After you've successfully built and deployed your data-integration pipeline, it's important that you can monitor your scheduled activities and pipelines. This allows you to track success and failure rates. Azure Data Factory provides support for pipeline monitoring by using one of the following:

  • Azure Monitor
  • API
  • PowerShell
  • Azure Monitor logs
  • Health panels in the Azure portal

Azure Data Factory components

Azure Data Factory is composed of the components described in the following table:

Component Description
Pipelines A logical grouping of activities that perform a specific unit of work. These activities together perform a task. The advantage of using a pipeline is that you can more easily manage the activities as a set instead of as individual items.
Activities A single processing step in a pipeline. Azure Data Factory supports three types of activity: data movement, data transformation, and control activities.
Datasets Represent data structures within your data stores. These point to (or reference) the data that you want to use in your activities as either inputs or outputs.
Linked services Define the required connection information needed for Azure Data Factory to connect to external resources, such as a data source. Azure Data Factory uses these for two purposes: to represent a data store or a compute resource.
Data flows Enable your data engineers to develop data transformation logic without needing to write code. Data flows are run as activities within Azure Data Factory pipelines that use scaled-out Apache Spark clusters.
Integration runtimes Azure Data Factory uses the compute infrastructure to provide the following data integration capabilities across different network environments: data flow, data movement, activity dispatch, and SSIS package execution. In Azure Data Factory, an integration runtime provides the bridge between the activity and linked services.

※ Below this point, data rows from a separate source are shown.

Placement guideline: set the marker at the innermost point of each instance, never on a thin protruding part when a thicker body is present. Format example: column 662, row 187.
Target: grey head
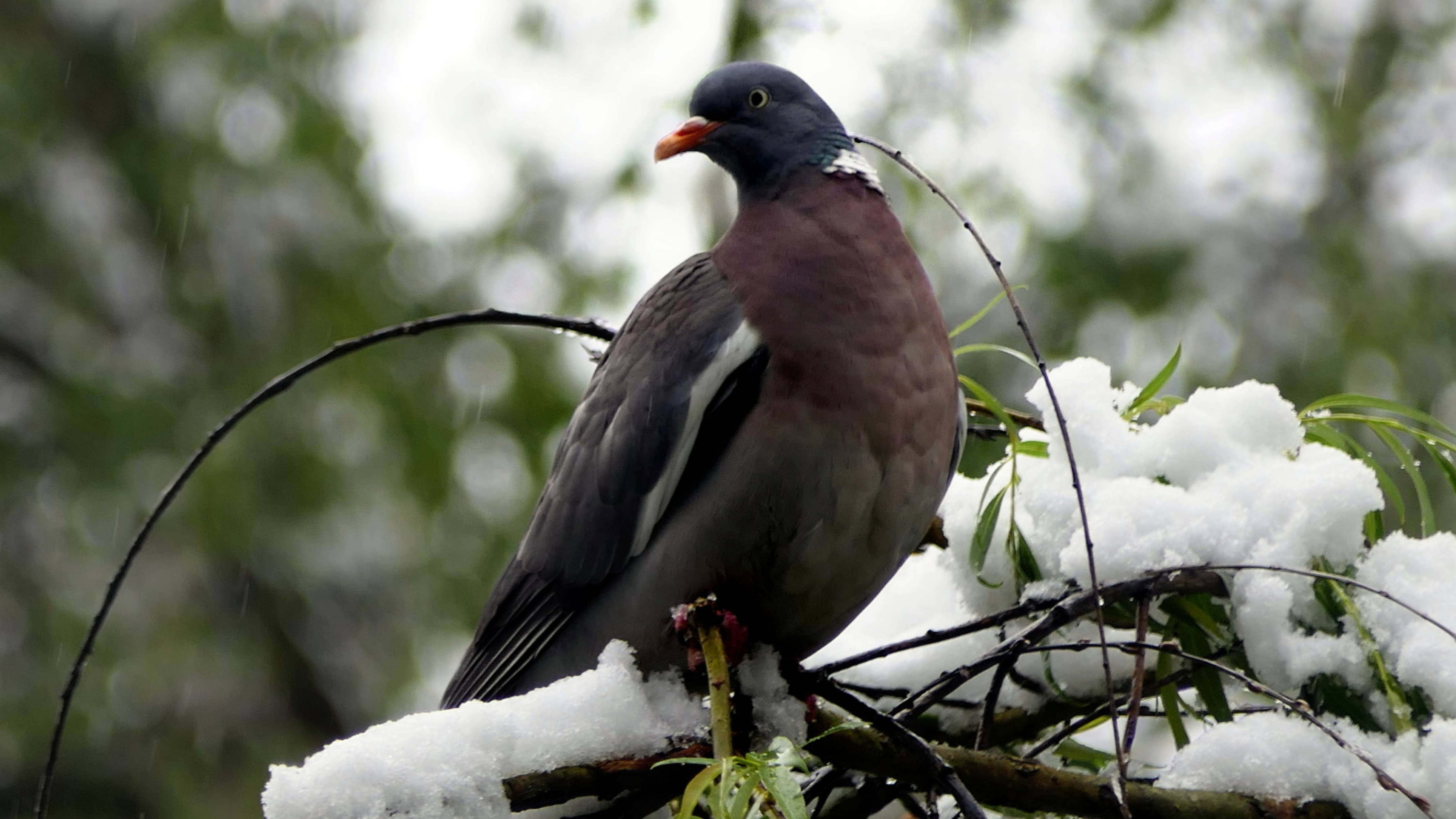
column 761, row 123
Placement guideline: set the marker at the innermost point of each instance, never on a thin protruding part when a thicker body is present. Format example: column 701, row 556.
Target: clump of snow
column 450, row 764
column 1422, row 573
column 775, row 712
column 1286, row 757
column 1224, row 479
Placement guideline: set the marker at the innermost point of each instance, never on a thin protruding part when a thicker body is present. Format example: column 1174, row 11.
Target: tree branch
column 997, row 779
column 1068, row 610
column 270, row 391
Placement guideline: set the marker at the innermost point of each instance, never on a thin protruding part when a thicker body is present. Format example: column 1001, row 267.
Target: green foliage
column 740, row 788
column 1324, row 422
column 1148, row 398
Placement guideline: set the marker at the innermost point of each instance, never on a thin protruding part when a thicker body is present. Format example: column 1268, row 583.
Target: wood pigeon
column 775, row 423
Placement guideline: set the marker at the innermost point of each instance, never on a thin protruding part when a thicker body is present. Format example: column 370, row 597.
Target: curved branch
column 1056, row 407
column 1068, row 610
column 1299, row 709
column 998, row 780
column 1331, row 578
column 270, row 391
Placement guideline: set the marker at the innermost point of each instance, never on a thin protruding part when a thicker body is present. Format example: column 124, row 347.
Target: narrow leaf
column 986, row 347
column 1078, row 755
column 1337, row 439
column 1155, row 385
column 1358, row 400
column 1173, row 707
column 1444, row 461
column 742, row 799
column 1033, row 448
column 985, row 528
column 1423, row 496
column 695, row 791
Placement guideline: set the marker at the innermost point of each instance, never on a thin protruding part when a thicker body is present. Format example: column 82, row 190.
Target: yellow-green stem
column 718, row 691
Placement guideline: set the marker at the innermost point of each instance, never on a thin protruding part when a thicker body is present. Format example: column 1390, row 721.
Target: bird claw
column 705, row 613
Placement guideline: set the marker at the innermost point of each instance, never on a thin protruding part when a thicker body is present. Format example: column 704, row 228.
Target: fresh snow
column 450, row 764
column 1225, row 477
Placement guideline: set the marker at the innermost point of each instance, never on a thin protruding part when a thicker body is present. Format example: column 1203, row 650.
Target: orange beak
column 686, row 138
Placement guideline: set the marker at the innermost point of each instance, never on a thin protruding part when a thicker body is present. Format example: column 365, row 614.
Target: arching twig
column 944, row 774
column 1056, row 407
column 272, row 390
column 1326, row 576
column 1066, row 611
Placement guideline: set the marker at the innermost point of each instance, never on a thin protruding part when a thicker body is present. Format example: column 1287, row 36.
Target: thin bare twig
column 1136, row 696
column 1066, row 611
column 938, row 636
column 1178, row 678
column 270, row 391
column 1326, row 576
column 944, row 774
column 983, row 734
column 1056, row 407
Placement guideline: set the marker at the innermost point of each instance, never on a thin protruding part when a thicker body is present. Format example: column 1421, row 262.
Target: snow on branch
column 1227, row 533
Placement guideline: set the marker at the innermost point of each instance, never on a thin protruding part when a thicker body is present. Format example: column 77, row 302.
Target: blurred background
column 194, row 196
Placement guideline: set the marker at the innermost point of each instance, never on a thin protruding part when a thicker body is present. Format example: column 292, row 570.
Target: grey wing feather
column 618, row 467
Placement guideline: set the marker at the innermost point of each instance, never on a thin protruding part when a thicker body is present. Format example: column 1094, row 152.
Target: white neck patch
column 852, row 164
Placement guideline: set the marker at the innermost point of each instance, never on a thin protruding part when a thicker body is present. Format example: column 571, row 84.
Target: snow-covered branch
column 1301, row 610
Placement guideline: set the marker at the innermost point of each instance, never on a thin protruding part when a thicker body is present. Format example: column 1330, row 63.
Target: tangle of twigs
column 1062, row 425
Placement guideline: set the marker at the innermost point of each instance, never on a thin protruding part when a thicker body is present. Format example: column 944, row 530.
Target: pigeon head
column 762, row 123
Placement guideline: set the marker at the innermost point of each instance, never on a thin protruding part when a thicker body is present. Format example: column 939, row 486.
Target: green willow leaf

As indicated in the following graphic, these components work together to provide a complete end-to-end platform for data engineers. By using Data Factory, you can:

  • Set triggers on-demand and schedule data processing based on your needs.
  • Associate a pipeline with a trigger, or manually start it as and when needed.
  • Connect to linked services (such as on-premises apps and data) or Azure services via integration runtimes.
  • Monitor all of your pipeline runs natively in the Azure Data Factory user experience or by using Azure Monitor.

Graphic that depicts the interaction of the components described in the preceding table.